Pilot #2 targets a very large scale sensibility analysis. A sensibility analysis identifies how the input parameters influence the outputs of numerical simulations, and it is a fundamental part of Uncertainty Quantification (UQ). In the industrial context of EDF (power generation) this is a critical task that is often required by governmental control authorities. However UQ techniques are generally very cumbersome, requiring numerous re-executions of the same numerical simulation with varying parameters. Within REGALE we target a really large sensibility analysis that will require to process about 1PB of data, an amount that even on a supercomputer is not easy to store.

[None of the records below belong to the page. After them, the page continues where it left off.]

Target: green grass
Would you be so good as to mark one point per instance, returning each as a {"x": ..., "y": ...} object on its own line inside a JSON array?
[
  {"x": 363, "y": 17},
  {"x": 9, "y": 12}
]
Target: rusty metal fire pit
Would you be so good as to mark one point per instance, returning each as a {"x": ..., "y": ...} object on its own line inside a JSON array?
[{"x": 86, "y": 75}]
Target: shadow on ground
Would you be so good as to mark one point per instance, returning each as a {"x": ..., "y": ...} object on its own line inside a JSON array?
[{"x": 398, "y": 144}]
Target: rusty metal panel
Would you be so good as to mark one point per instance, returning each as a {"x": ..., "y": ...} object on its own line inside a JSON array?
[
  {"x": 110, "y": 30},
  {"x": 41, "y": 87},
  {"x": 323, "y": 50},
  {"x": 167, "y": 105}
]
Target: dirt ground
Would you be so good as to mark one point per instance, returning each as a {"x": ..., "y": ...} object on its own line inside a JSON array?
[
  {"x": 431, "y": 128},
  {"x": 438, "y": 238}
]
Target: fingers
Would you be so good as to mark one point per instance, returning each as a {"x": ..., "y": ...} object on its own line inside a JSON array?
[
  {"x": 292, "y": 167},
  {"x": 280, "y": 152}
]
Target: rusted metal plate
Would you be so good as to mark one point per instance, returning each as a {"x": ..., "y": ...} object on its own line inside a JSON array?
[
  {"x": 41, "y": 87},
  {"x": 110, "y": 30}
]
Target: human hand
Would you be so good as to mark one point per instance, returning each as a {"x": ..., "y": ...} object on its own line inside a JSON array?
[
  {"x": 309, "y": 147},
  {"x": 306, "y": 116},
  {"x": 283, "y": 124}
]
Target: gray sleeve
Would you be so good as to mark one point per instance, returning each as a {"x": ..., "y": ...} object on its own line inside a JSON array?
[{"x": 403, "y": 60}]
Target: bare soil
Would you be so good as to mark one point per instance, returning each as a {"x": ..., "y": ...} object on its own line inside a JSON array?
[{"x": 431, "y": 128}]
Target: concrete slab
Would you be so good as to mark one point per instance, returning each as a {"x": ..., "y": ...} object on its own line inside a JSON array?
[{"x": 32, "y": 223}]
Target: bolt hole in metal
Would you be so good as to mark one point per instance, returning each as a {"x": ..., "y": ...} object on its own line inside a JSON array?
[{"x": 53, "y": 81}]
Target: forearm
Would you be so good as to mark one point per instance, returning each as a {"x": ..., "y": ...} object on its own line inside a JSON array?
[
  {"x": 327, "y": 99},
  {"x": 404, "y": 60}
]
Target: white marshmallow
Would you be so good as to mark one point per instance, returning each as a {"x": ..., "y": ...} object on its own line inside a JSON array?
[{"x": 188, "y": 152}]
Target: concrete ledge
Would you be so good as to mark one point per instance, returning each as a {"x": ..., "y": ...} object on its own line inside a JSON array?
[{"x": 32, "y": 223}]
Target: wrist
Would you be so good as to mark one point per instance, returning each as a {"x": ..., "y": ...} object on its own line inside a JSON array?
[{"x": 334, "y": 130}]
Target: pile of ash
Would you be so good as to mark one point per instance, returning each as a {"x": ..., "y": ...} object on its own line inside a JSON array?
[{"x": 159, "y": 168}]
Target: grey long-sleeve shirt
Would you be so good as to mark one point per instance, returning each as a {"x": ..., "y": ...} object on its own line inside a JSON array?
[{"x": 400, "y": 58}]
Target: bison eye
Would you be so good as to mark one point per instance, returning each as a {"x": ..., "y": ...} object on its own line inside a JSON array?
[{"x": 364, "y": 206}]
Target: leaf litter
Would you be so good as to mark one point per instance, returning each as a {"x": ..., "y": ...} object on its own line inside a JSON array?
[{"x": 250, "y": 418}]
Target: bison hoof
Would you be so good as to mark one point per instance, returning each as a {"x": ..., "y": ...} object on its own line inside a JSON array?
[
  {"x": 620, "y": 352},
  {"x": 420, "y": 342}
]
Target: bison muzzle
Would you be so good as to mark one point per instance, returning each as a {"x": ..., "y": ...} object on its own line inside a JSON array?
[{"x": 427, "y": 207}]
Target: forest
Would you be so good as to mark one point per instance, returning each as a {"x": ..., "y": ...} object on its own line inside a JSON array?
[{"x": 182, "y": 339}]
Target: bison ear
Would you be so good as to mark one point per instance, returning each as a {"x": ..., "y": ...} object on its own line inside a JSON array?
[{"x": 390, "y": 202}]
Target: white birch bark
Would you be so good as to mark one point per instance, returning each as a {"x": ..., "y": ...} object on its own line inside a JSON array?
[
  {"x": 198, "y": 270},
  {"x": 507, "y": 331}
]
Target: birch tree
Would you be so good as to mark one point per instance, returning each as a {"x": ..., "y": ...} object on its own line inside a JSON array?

What is the research field?
This is a multidisciplinary research in the convergence of UQ (Uncertainty Quantification) and HPC (High Performance Computing). Furthermore, UQ is a field that uses statistics in the context of numerical simulation. In our research, iterative statistics methods and asynchronous HPC techniques play a very important role.
What are the main challenges in your pilot?
Storing 1PB of data on the file system is not an option (too large, too costly, too slow). We need on-line solutions where the data is processed as soon as produced without being stored. This is where the Melissa framework, co-developed between EDF and UGA/INRIA comes to the rescue. Melissa harnesses very innovative approaches such as iterative statistics, a flexible fault-tolerant and elastic architecture to enable large ubiquitous sensibility analysis, i.e. at full temporal and spatial resolution.
HPC is fundamental. Large scale sensibility analysis are just not possible without it. To give some numbers, the largest analysis performed with Melissa used 30K compute cores to execute 80 000 simulation runs and, at the same time, process on-the-fly the 288TB of data generated.
What do you expect from REGALE?
REGALE will enable to push forward today’s limits of sensibility analysis and UQ. We will rely on advanced resource allocation methods and energy monitoring tools developed by REGALE to optimize Melissa energy consumption, push its efficiency and performance. We are preparing Melissa for being capable of leveraging the full potential of the up-coming Exascale machines. This is a critical step towards developing digital twins of complex systems.